White Castles.
This.
Also Red Eye Gravy. And bologna.
I live in Los Angeles, so I’ve never even seen one in real life, but from what I have seen in movies and television and but I have heard described, it is amazing to me that they are successful as they are… They sound like bad cafeteria food, and considering how bad cafeteria is to begin with, that’s really saying something.
My dad is fatally allergic to shellfish, so we never had it when I was a kid, and I never acquired a taste for it. As an adult, I’ve never been interested in trying it, as I find the smell of most shellfish revolting. OTOH, as a professional cook, I’ve been told several times that my clam chowder is excellent. I have to take people’s word for it, because I’ve never tasted it
As for foods with fond memories from childhood … I can’t think of anything. My mother was not a good cook when I was a kid, and I can remember almost nothing that I liked. I hated, hated, hated her beef stew, which she made far too often. It was beef, carrots, potatoes, and celery, boiled for hours in beef broth. No other seasoning. Mom didn’t even believe in onions. It wasn’t until I entered the restaurant business that I discovered that beef stew should be thick and savory, basically in a beef gravy.
As a kid, I lived for the times my dad was working the swing shift and wasn’t home for dinner. His absence meant my mom didn’t feel compelled do to the holy trinity “meat + vegetable + starch”, and we got hot dogs and macaroni & cheese instead.
But I don’t entirely blame my mom for her lack of skills.
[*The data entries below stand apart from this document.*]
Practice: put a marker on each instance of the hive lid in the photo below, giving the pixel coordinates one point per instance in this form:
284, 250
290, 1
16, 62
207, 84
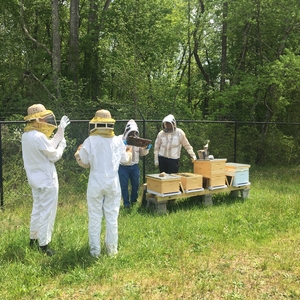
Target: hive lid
166, 176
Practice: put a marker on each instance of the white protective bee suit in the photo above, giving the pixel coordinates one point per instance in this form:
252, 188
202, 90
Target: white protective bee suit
168, 144
102, 152
39, 155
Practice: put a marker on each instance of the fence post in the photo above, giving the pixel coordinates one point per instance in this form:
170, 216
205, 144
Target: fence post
1, 171
144, 135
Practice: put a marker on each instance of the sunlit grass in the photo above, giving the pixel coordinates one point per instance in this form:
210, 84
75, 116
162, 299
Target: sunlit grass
236, 249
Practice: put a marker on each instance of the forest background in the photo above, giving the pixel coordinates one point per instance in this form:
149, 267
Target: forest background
200, 60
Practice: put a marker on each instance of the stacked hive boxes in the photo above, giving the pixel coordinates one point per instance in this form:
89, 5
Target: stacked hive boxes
213, 171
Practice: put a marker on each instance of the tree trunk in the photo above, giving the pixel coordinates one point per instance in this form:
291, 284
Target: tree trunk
73, 43
56, 55
224, 47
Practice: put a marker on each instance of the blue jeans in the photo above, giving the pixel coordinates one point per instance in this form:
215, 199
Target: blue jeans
131, 173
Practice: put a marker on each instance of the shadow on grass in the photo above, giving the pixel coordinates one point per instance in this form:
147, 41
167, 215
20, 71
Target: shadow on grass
62, 261
196, 202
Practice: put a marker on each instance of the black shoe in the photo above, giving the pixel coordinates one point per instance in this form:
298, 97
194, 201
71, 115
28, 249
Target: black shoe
47, 250
33, 243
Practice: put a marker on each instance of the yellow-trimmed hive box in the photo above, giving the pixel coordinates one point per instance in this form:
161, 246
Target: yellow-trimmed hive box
239, 173
191, 181
167, 184
213, 170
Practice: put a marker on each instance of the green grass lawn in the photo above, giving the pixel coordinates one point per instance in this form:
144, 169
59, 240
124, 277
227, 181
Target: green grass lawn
235, 249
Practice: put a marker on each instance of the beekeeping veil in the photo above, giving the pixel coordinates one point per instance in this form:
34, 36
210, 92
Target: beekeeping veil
40, 119
131, 129
169, 119
102, 124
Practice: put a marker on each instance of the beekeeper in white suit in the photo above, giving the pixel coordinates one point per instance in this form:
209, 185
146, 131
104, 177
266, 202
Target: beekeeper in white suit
39, 155
168, 144
102, 152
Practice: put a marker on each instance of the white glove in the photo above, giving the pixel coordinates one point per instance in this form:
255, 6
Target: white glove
62, 144
64, 122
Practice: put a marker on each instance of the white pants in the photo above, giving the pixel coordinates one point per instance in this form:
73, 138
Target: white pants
43, 213
106, 199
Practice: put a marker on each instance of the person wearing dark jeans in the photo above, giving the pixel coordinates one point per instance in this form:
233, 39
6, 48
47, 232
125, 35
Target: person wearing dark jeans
129, 172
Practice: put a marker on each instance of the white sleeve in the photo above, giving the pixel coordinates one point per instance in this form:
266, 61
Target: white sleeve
58, 137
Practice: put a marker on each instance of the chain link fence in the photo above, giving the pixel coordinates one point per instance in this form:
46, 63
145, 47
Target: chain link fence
249, 143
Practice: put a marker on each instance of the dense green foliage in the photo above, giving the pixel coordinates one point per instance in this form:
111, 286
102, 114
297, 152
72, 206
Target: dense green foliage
211, 60
197, 59
233, 250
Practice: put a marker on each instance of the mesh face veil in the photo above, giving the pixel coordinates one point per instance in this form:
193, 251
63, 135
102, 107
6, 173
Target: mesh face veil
102, 124
40, 119
169, 124
131, 129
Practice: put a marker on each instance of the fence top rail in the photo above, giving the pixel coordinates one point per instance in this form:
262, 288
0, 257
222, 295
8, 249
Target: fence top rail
178, 121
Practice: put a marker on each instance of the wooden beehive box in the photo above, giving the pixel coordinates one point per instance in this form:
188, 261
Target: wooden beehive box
214, 170
238, 172
191, 181
168, 184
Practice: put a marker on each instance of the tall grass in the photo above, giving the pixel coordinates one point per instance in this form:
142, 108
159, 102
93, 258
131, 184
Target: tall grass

Her parents were products of the Great Depression, and her father was a chronic alcoholic who didn’t want to eat anything by roast beef and potatoes. So she grew up eating bland food and never developed a taste for seasoning. Meanwhile, I had discovered that I loved spicy Italian and Mexican food, but Mom simply wouldn’t make anything like that, and we didn’t eat out much. As an adult looking back, I finally realized why my dad dumped so much pepper on his food.
To be fair, though, while she was an unimaginative cook, she was an excellent baker (an no, they’re totally not the same thing — I’m a great cook, buy I’m a blithering idiot when it comes to baking). Mom’s pies were to die for. When I was a kid and we’d have other families as dinner guests, my mom would end up with these other husbands cornering her and asking for her pie crust recipe, because their own wives’ pie crusts sucked so badly. This baffled my mom. She said, “It’s just the recipe off the side of the Crisco can…” After years of cooking professionally, I recognize the problem there. Select some random cooks, give them all the same recipe, instruct them to follow the recipe exactly, and you’ll still get different results. But anyway, as much as I loved my mom’s pies, I rarely eat pie as an adult. Because they all suck
Cirak, Slovak Easter Cheese, made from eggs, milk and sugar, though this recipe doesn’t call for sugar, the picture is spot on. Also know ashrudka. If you are into sushi, it is surprisingly similar to tomago.
They are. . . addictive. It’s the steamed onion/bun/holey pattie combo that makes it so slime-y delicious. Plus they are gone in two bites, too fast to notice that they are don’t taste exactly like food and leaving you wanting more.
In my house they are a twice a year treat. In six, seven months you start to get the crave. Any more and you grow tired of them. I especially like the jalepeno cheese ones. Slime-y, oniony and spicy.